More than a year later, as the tech industry prepares to present the entire world to its users in summary, the reality is slightly more complicated. Automated verbosity really is a problem in some contexts, and automated summary is a possible solution. In contexts where users know they need it — parsing giant spreadsheets, catching up on low-stakes meetings or long message threads at work — nascent AI summary features are already popular and appreciated. On parts of the internet where users are constantly confronted with overabundant useless content, or in workplaces where communication is wasteful and inefficient, some of these features will be a relief, a second layer of defense against content that’s a degree or two removed from spam.
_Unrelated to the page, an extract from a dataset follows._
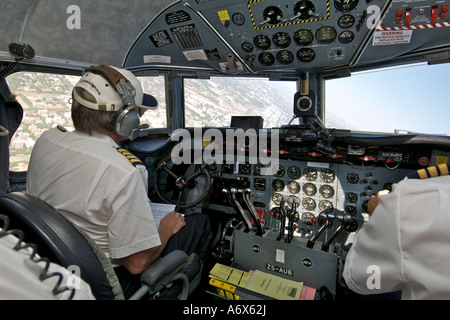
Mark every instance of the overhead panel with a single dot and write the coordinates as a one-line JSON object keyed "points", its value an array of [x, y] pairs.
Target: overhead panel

In contexts where people are communicating more deliberately, though — where they’re actually trying to talk to one another and put care into what they’re saying and how they’re saying it — summarization, in its current state at least, feels inadequate, out of place, and counterproductive, and that’s when it doesn’t mess up. Deployed on everything, Apple and Google’s AIs end up assuming strange roles, acting like personal assistants for administrative work but also for … talking to your friends and family? It’s mediation for mediation’s sake. Like a lot of first-wave AI tools, these are features that exist because they’re newly possible, not necessarily because they make sense.
One optimistic theory of consumer AI is that it could automate drudgery and make time for more worthwhile tasks, making quick work of work and leaving more space for the things that really matter in life. What’s happening now — if not instead of that, at least in addition to it — is that tech companies are rolling out features that automate that stuff, too: the texts you actually want to read; the threads you might enjoy; the jokes that look, to a machine literally instructed to perform as “an expert at summarizing posts,” like inefficiency.
It’s plausible that these companies figure out a balance here, as regular users actually encounter this stuff, relegating text summarization and generation to the real contexts where it’s effective, accurate, and unintrusive. For now, though, in assuming that everything should be summarized, they risk the opposite effect: Making everything feel like work.